A classic prompt-injection rule keyed on instruction-override phrasing — "ignore previous instructions", "developer mode", "reveal your system prompt" — caught 8.8% (59/669), at precision 1.0. The low number is the interesting part. When I counted markers across the corpus, literal override phrasing turned out to be rare: "ignore/disregard previous" appears in 6.5% of prompts, "developer mode" in 3.6%. Real jailbreaks are dominated by role-play framing — "you are now", "act as", "pretend to be" — at 42.6%, and restriction-removal framing — "no restrictions", "unfiltered" — at 33.2%.
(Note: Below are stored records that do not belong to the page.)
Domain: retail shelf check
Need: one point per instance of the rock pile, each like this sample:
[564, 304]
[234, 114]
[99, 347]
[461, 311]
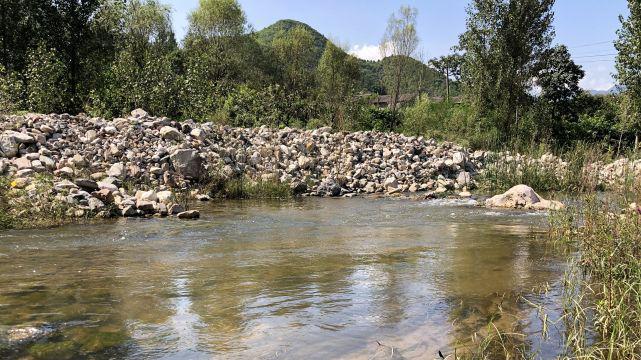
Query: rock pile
[522, 197]
[95, 160]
So I added three more rule families for exactly those patterns and let the harness rank them and vote. Ensemble recall rose to 70.4% (471/669), still with zero false alarms on the benign set. The ranking the harness produced:

RankRule familyEnsemble weight
1Role-play / persona framing0.40
2Restriction-removal framing0.30
3DAN persona0.20
4Instruction-override keywords0.10

The override-keyword rule, the one most people reach for first, ranks last. And even all four families together leave about 30% of real jailbreaks uncaught. That residual is the honest argument for semantic detection: keyword and regex rules are a cheap first layer with a hard ceiling, and now I can point to where the ceiling sits instead of just asserting there is one.

Why this shape matters

Neither finding is exotic. What's useful is that both came out of the same measurement loop, and the loop is honest about its own limits: the Sigma evaluator ignores logsource (so pre-filter by source), scoped recall depends on rule and corpus taxonomies agreeing, and IOC-based labels are approximate. Those caveats are in the README, not hidden, because a backtester that flatters your rules is worse than none.

The through-line from a dead lottery project turned out to be simple: the value was never in the models, it was in the harness that measured them. Repointed at detection rules, classic and AI-facing alike, it finally has something worth measuring.


Code, rules and reproducible runs: github.com/wislest/detection-rule-backtester. Every number above regenerates from examples/run_real_dataset.py and examples/run_real_garak.py after bash scripts/fetch_datasets.sh.